Słowo Boże na niedzielę 5 stycznia 2020 r. 

W 1534 roku w jednym z kościołów Paryża odbywała się podniosła uroczystość: przez ołtarzem klęczał młody mężczyzna i przysięgał Bogu, że poświęca Mu swe życie w ubóstwie, czystości i posłuszeństwie dla rozszerzania Królestwa Bożego i nawracania tych, którzy nie znają Chrystusa. Był to św. Franciszek Ksawery, który razem ze św. Ignacym Loyolą założył „Towarzystwo Jezusowe" czyli zakon jezuitów. Początkowo przygotowywał się do pracy misjonarskiej, posługując w szpitalu św. Rocha w Wenecji - zamiatał, ścielił łóżka, karmił nieuleczalnie chorych i usługiwał im. Gdy król portugalski, Jan, zwrócił się do papieża z prośbą o wysłanie do Indii kilku misjonarzy, Franciszek chętnie zgłosił się do tego zadania.

W 1540 r. wyruszył w drogę na misję, zabierając ze sobą jedynie sutannę i brewiarz. 8 kwietnia 1541 r. wsiadł na okręt, by dopłynąć nim do Indii. Przez wiele miesięcy w czasie podróży usługiwał podróżnym, nie zrażając się ani głodem, ani straszliwym upałem. Do Indii przypłynął dopiero w maju 1542 roku. Po przedstawieniu się w Goa - wielkim, indyjskim porcie - miejscowemu biskupowi, zabrał się z zapałem do pracy. Bardzo dużo miejscowych ludzi przybywało do niego, słuchając nauki katechizmu. A on chodził z dzwonkiem po ulicach, wzywając w ten sposób opieszałych na naukę. Nocami zaś uczył się miejscowego języka, by jego kontakt z ludnością Indii był bliższy. Wolne chwile natomiast spędzał w szpitalach, usługując chorym.

Pewnego żołnierza, którego nakłonił do spowiedzi, chciał zastąpić w jego pokucie: za niego przepraszał Boga, biczując się i prosząc o przebaczenie. Gdy ów grzesznik ujrzał to, sam podjął pokutę. Św. Franciszek z Indii popłynął do Japonii, aby i tam głosie Ewangelię. Ale nie był tam długo, gdyż spotkał się z silnym oporem ze strony Japończyków.
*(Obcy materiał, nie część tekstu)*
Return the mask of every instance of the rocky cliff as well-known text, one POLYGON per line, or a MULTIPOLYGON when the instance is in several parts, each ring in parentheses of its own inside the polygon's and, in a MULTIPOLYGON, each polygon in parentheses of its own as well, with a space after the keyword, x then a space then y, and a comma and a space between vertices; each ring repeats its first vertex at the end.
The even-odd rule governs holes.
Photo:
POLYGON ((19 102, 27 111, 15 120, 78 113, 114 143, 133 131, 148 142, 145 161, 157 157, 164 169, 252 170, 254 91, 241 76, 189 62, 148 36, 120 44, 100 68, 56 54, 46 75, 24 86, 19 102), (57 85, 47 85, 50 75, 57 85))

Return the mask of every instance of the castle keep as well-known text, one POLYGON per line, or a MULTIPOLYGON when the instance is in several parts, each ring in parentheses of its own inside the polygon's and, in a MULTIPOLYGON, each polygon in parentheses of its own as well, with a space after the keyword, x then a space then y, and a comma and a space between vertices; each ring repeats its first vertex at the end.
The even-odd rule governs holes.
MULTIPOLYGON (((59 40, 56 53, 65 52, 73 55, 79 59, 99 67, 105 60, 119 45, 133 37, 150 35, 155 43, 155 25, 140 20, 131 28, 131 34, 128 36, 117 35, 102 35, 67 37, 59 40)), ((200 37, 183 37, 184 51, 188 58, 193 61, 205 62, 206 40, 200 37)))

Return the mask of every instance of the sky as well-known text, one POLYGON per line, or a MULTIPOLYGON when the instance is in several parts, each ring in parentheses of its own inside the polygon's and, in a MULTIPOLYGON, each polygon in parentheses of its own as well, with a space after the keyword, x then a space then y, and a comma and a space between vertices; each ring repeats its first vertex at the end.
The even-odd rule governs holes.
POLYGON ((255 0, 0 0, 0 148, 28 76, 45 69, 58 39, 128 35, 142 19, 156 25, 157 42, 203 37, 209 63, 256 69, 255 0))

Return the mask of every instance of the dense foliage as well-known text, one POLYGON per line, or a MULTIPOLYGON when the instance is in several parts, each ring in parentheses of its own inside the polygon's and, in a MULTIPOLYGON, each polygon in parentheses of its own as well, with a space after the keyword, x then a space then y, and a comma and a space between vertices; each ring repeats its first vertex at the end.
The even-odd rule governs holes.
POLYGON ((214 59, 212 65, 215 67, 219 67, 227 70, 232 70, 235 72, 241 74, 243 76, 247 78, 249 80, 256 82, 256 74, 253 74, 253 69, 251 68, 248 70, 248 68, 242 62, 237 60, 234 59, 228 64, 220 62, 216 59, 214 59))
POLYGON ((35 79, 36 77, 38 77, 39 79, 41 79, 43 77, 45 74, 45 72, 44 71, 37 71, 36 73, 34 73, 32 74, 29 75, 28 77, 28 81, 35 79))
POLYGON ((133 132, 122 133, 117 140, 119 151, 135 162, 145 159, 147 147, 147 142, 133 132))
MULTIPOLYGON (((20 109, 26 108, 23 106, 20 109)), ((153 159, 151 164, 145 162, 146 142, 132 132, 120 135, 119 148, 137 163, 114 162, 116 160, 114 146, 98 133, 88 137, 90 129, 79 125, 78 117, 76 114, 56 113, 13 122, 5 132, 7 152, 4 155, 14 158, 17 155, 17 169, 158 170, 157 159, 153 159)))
Powrócił więc do Indii, by lepiej przygotować się do pracy misyjnej, jednak ciężko zachorował i 3 grudnia 1552 r. zmarł. Całe swe życie kapłańskie poświęcił głoszeniu Ewangelii.

Leclerque, jeden ze współczesnych misjonarzy, powiedział: „Ewangelizować to powiedzieć drugiemu człowiekowi: Ty też jesteś kochany przez Boga w Jezusie Chrystusie". Aby być misjonarzem trzeba wpierw samemu uwierzyć, doświadczyć Bożej miłości, by później pomnażać to doświadczenie, dzieląc się nim z innymi ludźmi.

Trudno sobie wyobrazić, by Trzej Mędrcy, których nazywamy też „magami" lub „królami", po powrocie do swoich krajów milczeli na temat tego wszystkiego, co ujrzeli w Betlejem. Skoro podjęli tak wielki wysiłek, by odnaleźć Jezusa, z pewnością było to w ich życiu wielkie i ważne wydarzenie. A do ważnych przeżyć powracamy często, wspominamy je, wiele lat rozważamy, by zgłębić znaczenie wszystkich szczegółów, które je tworzyło. Dlatego też uważa się owych „Trzech Króli" - przedstawicieli różnych kultur i krajów - za pierwszych, którzy Dobrą Nowinę o Wcieleniu zanieśli w swe ojczyste strony, stając się przez to pierwszymi misjonarzami.